1. a normalized asymptotic metrics RMAR: the mean asymptotic reward MAR divided by the optimal MAR, and
2. a sample complexity metric MRCP: the number of system access steps required to reach 70% of the asymptotic optimal MAR.

We report rigorous confidence intervals based both on random seeds and on running the systems for a long time after convergence.

Findings

The sincos Acrobot system

The sincos system requires no multimodality, so essentially

all deep mixture density models do well, improving the current state of the art sample complexity by two to four fold.

Dynamic metrics (RMAR=asymptotic performance, max=1000, MRCP: learning pace in system access steps) and learning curves on the Acrobot sincos system. All mixture models beat the previous SOTA by two to four fold on sample complexity.

To our biggest surprise, we do not even need probabilistic models:

deterministic models (forecasting the mean of the posterior predictive) are optimal, but only if we use a heteroscedastic log-likelihood metrics at training time.

A deterministic neural net trained with the classical MSE target one step ahead is suboptimal both on the dynamic scores and on the static scores ten steps ahead. We have no verified explanation for this; our current hypothesis is that heteroscedasticity allows the model to downweight certain training points that are hard to predict.

10-step forecasts of deterministic neural models. Optimizing MSE one step ahead (NN) leads to suboptimal performance down the horizon while optimizing log likelihood (DARMDN) in a mixture model performs better, even if we ignore the uncertainty estimate at simulation time (we simulate from the mean).

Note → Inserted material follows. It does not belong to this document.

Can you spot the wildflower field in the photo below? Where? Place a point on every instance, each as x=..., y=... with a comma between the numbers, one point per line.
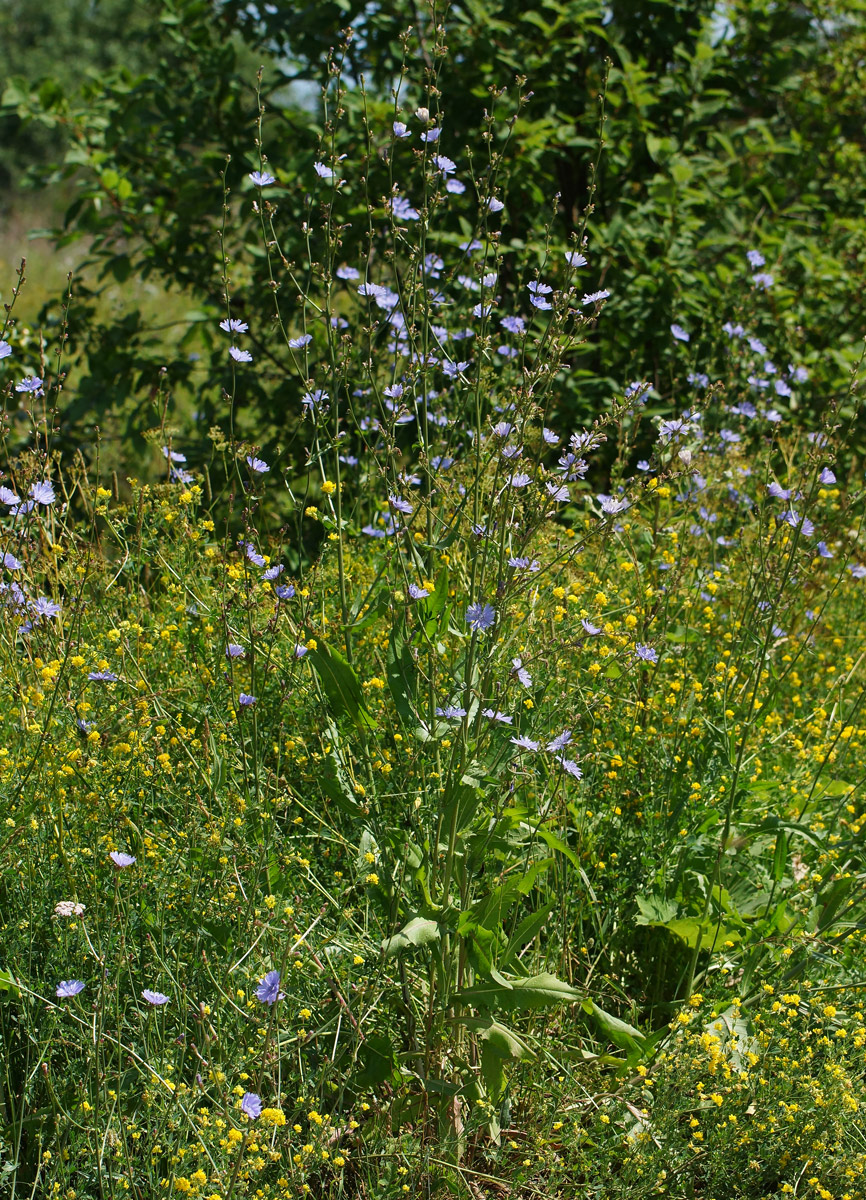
x=420, y=786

The results hold even with a single Gaussian component (not shown).

Flows (RealNVP) and variational autoencoders (VAE) are suboptimal even on the sincos system.

The raw angles Acrobot system

This system requires multimodal posterior predictives at ±π.

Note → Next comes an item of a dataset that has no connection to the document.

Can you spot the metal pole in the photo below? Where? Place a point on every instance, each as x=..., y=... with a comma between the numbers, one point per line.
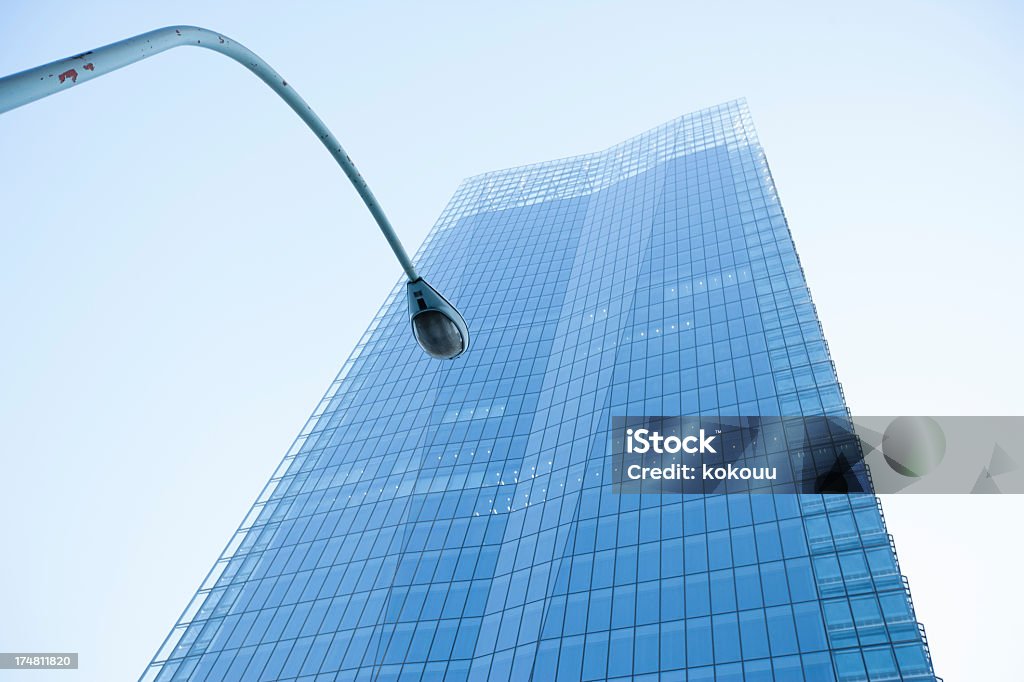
x=40, y=82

The only models that do well are those that use explicit mixture densities.

Dynamic metrics (RMAR=asymptotic performance, max=1000, MRCP: learning pace in system access steps) and learning curves on the Acrobot raw angles system. Only mixture models that can model multimodal posterior predictive perform well.

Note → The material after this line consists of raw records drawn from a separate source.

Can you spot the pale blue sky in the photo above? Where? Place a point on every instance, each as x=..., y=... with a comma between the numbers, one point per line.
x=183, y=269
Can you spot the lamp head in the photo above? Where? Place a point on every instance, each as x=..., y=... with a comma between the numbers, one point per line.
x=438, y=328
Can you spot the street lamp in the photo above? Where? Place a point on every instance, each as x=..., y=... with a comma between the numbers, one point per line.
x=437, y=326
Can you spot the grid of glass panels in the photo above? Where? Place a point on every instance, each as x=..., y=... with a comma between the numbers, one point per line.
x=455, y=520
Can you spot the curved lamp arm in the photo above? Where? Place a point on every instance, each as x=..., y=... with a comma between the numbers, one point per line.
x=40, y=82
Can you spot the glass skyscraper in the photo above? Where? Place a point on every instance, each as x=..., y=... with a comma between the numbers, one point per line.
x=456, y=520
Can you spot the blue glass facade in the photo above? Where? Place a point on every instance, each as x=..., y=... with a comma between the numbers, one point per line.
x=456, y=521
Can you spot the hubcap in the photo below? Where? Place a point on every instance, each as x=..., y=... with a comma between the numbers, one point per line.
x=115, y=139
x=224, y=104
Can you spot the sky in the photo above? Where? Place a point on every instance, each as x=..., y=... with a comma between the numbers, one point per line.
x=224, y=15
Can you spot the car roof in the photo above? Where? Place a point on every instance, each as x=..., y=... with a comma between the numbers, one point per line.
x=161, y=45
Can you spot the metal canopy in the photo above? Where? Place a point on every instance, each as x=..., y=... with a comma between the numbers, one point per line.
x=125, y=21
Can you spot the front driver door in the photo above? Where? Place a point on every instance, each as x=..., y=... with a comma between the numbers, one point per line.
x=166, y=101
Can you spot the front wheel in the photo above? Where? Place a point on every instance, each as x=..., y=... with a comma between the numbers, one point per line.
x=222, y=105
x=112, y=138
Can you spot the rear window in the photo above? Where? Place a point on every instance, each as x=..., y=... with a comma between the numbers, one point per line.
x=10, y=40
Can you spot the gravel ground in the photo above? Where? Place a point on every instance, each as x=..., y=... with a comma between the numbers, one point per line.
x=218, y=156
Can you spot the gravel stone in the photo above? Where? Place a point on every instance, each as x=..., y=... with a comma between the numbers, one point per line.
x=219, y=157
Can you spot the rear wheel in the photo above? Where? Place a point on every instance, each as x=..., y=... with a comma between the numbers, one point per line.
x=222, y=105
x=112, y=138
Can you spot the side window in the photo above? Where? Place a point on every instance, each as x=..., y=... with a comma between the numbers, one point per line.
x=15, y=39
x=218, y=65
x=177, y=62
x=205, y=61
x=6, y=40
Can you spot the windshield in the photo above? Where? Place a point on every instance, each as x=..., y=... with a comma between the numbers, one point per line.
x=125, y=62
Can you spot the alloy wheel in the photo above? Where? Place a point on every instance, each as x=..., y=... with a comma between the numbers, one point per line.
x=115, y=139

In principle flows (RealNVP) and variational autoencoders (VAE) can model multi-modal posterior predictives but in our experiments on the raw angles Acrobot system we were not able to tune them to do so.

Conclusion

Overall, our preferred model is the deep autoregressive mixture density net, we call it DARMDN (“darm-dee-en”; similar to RNADE). Not only it performs optimally on both Acrobot systems, but autoregressivity means that we can model one variable at a time, so DARMDN is easy-to-adapt to engineering systems which come with heterogeneous system observables.

The classical non-autoregressive mixture density net (DMDN) uses a mixture of axis-aligned multivariate Gaussians. It also nails the two Acrobot systems but the practicing data scientist has less control over individual observable models, in case they are discrete/continuous or have heavy tail.

The bagged single-Gaussian DMDN(1) is equivalent to what the PETS algorithm is using. It is a mixture density model, but it is learned using ensembling instead of directly optimizing log-likelihood. Ensembling is a variance reduction technique which improves sample complexity at the extreme low-data regime, but it cannot learn multi-modal posterior predictives, so it remains suboptimal on the raw angles system.